Telefonumun zil sesiyle elimle nerde olduğunu aramaya başlamıştım. Yastığımın altında bulduğum telefonum ile arayan kişiye bakmadan açmıştım.
-"Çabuk söyle"
-"Umay Gece amcan ile nasıl konuşuyorsun"
Gözlerimi hemen açıp yatakta doğruldum.
-"Amca uyuyordum birşeymi oldu?"
-"Oldu evet ben İstanbuldan gelir gelmez sen hemen değiştin. Yaptıkların kulağıma geliyor Umay ben seni gitmeden önce uyarmadımmı. Kardeşimin emanetisin sen bana. Kılına zarar gelmesin diye seni korurken sen rahat durmuyorsun."
Içimden Öykü'ye saydırırken yüzümü sıvazladım.
-"Amca bak ben görevimi yapıyorum birşey yaptığım yok."
-"Ben senin ciğerini biliyorum sen merak etme. Baban gibi inatçı keçinin tekisin. Şimdi o yataktan kalk ve Şanlıurfaya gideceksin"
Şuanda kahkaha atarak gülmek istiyordum resmen.
-"Ne Şanlıurfası amca ben ne yapacağım orada ya"
-"Babanın kan kardeşi var orada onun ile konuştum haberleri var. Gayette mutlu oldular seni görmek istiyorlar. Sen 4 yaşındayken görüşmüştünüz en son hatırlamazsın sen."
Sinirden yastığımı sıkıyordum gitmeyecektim oraya.
-"Amca ben çocuk değilim anla artık bunu ben büyüdüm burada bir düzenim var hiç-"
-"Benim lafımın üzerine lafmı söyleyeceksin?"

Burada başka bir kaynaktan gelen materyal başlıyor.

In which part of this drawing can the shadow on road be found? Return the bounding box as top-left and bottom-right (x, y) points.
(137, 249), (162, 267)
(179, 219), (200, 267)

Amcam babamın yokluğunda bana iyi gelen kişiler arasında yer alıyordu. Ve onu kırmak istemiyordum asla. Sinirle yataktan kalkıp derin nefes almıştım.
-"Tamam amca bari işlerimi halledip öyle gideyim"
-"Ben onu bunu bilmem sana 2 gün veriyorum perşembe günü orda oldun oldun olmadın ilk uçak ile yanıma gelirsin ve asla Türkiyeye geri dönemezsin"
-"Tamam amca dediğin gibi olsun"
Telefonu kapatınca hızla odamdan çıktım. Öykü'nün odasına sinirle resmen dalmıştım. Yatağında mışıl mışıl uyuyan kuzenime bakıp banyosuna girdim. Lavabonun altında duran küçük kova'nın içine buz gibi suyu doldurup odaya geçtim. Hiç düşünmeden suyu üzerine boca etmiştim.
-"Allah dondum"
Hızla yataktan kalkınca elimdeki kovayı kenara bıraktım.
-"Sen daha benim gazabımda donmaya devam edeceksin"
Beni görünce anlamayan bakışlarını göndermişti.
-"Ne diyon be"
-"Küçük fareye bak sen amcama herşeyi yumurtladın demek. Senin yüzünden beni Şanlıurfaya gönderiyor"
Öykü yataktan kalkıp bana masumca bakmaya başladı.
-"Napayım senin bu hallerin bana normal gelmiyordu."
-"Ben normalim anladınmı normalim. Hastaymışım gibi davranmayı bırakın yeter. Hayatıma karışma bırak Öykü bırak içimdeki yanan ateş köz olsun artık."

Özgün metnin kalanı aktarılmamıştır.